DONE! You can now log in.

After I fixed the problem I found the same solution here, but it was impossible to get from search engines on the first instance. Also, beware the insert in that link has a small mistake.

Solution 2:

Interresting question. I did a bit of digging around on my own Syno and came up with this:

Look in /etc/group via ssh. There should be a line looking like:

administrators:x:101:john,admin,plex

("plex" is only there if you installed the Plex package.)

Add your admin account to that line. As far as I know that is the only thing needed to get into DSM web-managment. For the normal web-server access (personalized home-page) user must also be added to the "http" line in the same file.

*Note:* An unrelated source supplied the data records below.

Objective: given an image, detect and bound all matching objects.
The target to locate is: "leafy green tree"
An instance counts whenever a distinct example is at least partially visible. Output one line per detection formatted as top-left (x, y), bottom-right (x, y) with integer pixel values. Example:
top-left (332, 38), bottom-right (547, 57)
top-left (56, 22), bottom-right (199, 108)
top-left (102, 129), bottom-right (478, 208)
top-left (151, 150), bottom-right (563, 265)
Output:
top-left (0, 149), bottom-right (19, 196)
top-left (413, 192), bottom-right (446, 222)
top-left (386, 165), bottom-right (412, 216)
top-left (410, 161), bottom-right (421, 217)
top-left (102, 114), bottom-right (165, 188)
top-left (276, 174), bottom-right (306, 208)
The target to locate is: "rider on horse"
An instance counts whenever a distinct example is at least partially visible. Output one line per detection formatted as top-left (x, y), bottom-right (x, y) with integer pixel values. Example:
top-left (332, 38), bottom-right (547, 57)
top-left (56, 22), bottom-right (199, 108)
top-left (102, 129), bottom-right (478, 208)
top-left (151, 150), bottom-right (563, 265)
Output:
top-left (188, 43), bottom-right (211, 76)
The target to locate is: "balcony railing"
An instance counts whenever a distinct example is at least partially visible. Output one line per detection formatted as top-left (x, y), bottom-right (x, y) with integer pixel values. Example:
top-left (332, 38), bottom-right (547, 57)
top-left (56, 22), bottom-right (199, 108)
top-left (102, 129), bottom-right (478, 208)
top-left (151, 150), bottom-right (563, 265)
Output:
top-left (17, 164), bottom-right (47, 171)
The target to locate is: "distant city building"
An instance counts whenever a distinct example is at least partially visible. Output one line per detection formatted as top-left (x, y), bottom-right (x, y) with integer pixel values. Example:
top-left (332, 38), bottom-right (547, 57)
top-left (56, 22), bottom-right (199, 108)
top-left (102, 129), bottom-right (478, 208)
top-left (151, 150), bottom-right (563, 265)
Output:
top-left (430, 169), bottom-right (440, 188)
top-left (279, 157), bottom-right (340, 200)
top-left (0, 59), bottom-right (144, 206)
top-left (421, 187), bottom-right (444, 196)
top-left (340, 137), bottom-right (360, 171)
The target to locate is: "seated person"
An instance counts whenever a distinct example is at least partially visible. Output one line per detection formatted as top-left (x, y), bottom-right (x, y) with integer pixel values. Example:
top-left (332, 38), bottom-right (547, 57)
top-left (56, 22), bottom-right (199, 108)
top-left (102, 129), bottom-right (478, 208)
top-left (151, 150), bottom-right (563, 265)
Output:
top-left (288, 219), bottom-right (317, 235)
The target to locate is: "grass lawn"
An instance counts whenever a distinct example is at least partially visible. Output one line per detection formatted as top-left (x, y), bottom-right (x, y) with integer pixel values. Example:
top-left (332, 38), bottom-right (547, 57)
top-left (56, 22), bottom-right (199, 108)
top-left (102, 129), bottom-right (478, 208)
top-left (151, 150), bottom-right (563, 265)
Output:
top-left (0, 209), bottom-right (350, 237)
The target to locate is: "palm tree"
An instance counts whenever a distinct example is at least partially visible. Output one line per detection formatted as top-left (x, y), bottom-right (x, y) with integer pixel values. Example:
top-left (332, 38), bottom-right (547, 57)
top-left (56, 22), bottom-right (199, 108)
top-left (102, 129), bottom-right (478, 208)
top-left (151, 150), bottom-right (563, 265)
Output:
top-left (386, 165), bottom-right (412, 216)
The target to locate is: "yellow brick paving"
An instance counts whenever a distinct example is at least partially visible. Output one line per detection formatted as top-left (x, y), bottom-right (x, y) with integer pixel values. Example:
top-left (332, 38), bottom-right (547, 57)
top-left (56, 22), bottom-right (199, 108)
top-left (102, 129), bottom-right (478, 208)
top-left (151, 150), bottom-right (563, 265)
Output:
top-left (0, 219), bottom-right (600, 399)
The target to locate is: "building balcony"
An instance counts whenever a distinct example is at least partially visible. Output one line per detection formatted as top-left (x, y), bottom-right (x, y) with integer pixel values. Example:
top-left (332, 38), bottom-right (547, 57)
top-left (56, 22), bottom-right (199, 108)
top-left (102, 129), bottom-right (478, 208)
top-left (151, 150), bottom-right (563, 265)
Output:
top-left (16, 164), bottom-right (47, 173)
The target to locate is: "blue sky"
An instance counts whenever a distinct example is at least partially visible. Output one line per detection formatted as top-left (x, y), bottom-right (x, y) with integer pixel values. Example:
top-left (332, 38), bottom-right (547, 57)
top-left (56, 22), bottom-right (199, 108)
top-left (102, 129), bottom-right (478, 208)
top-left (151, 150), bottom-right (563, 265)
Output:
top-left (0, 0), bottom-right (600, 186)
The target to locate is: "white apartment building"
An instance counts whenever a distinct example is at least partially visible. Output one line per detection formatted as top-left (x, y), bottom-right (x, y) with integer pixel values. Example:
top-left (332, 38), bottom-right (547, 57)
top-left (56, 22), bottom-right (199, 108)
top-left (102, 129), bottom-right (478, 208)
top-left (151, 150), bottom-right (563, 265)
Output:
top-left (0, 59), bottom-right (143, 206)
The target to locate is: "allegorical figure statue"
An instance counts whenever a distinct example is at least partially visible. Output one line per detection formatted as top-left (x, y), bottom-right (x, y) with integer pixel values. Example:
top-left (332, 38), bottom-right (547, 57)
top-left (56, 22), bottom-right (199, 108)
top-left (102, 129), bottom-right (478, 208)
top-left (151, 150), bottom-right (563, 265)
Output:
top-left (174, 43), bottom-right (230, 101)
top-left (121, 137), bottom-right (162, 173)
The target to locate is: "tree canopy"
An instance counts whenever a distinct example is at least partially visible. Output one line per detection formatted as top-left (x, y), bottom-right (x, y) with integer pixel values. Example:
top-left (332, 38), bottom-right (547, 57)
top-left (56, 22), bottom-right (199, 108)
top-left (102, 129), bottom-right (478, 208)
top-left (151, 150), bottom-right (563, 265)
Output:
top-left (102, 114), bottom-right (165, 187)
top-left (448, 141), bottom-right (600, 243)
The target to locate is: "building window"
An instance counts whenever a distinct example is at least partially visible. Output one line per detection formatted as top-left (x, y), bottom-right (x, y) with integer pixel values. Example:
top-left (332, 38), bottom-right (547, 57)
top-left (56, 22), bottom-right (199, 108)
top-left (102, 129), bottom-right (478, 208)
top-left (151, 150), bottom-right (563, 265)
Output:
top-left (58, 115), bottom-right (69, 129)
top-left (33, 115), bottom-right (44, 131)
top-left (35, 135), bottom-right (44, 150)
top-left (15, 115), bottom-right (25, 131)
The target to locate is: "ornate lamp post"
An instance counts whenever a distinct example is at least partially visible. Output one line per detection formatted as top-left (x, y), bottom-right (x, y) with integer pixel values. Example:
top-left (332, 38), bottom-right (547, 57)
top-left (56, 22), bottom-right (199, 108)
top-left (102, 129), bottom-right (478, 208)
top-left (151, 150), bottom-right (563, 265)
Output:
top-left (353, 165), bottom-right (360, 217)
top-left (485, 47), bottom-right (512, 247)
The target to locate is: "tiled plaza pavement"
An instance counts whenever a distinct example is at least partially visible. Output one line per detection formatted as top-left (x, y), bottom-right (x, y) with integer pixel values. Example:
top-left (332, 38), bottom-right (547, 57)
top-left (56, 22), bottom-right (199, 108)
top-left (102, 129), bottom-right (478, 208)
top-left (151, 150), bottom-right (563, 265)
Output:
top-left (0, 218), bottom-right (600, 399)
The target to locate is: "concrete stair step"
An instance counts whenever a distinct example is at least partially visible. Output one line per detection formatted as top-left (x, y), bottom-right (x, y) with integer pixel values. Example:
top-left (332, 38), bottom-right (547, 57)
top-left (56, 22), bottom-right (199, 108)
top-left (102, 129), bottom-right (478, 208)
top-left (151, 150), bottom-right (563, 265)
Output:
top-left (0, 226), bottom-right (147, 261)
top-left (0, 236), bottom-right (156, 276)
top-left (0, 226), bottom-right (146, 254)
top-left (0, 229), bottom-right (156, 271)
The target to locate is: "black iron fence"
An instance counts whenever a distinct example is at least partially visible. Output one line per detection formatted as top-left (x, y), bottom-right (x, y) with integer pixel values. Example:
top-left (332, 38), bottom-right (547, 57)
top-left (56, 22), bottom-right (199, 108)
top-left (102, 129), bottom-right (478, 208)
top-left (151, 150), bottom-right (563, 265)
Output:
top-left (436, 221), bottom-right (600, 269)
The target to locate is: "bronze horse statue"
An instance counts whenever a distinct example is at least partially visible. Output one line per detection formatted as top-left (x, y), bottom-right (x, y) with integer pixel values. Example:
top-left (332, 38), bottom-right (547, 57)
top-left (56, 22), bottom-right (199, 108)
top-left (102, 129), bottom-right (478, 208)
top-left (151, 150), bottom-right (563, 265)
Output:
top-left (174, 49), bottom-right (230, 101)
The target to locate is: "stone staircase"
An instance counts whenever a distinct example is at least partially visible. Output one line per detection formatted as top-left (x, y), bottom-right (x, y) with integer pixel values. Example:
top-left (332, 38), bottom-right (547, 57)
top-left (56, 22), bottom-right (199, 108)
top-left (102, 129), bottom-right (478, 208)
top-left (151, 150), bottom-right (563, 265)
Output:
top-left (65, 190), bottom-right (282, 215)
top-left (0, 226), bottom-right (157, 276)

Next thing is to pull the file /etc/synoappprivilege.db to a computer (carefull, this is a binary. Don't copy in text mode.)
This is a SQLite database containing the actual privileges.
Load this file in a HEX editor and look for the Desktop section.
This should look like:

YNO.Desktop0.0.0.00000:0000:0000:0000:0000:FFFF:0000:000MW

The YNO and MW could have different values. The important part are the numbers. These should be the same as show above.
Change this using the HEX editor and put the modified file back on the Syno (keep a backup-copy of the original!!!).

I'm not sure this change is picked up auto-magically, so a reboot may be needed to activate the new setting.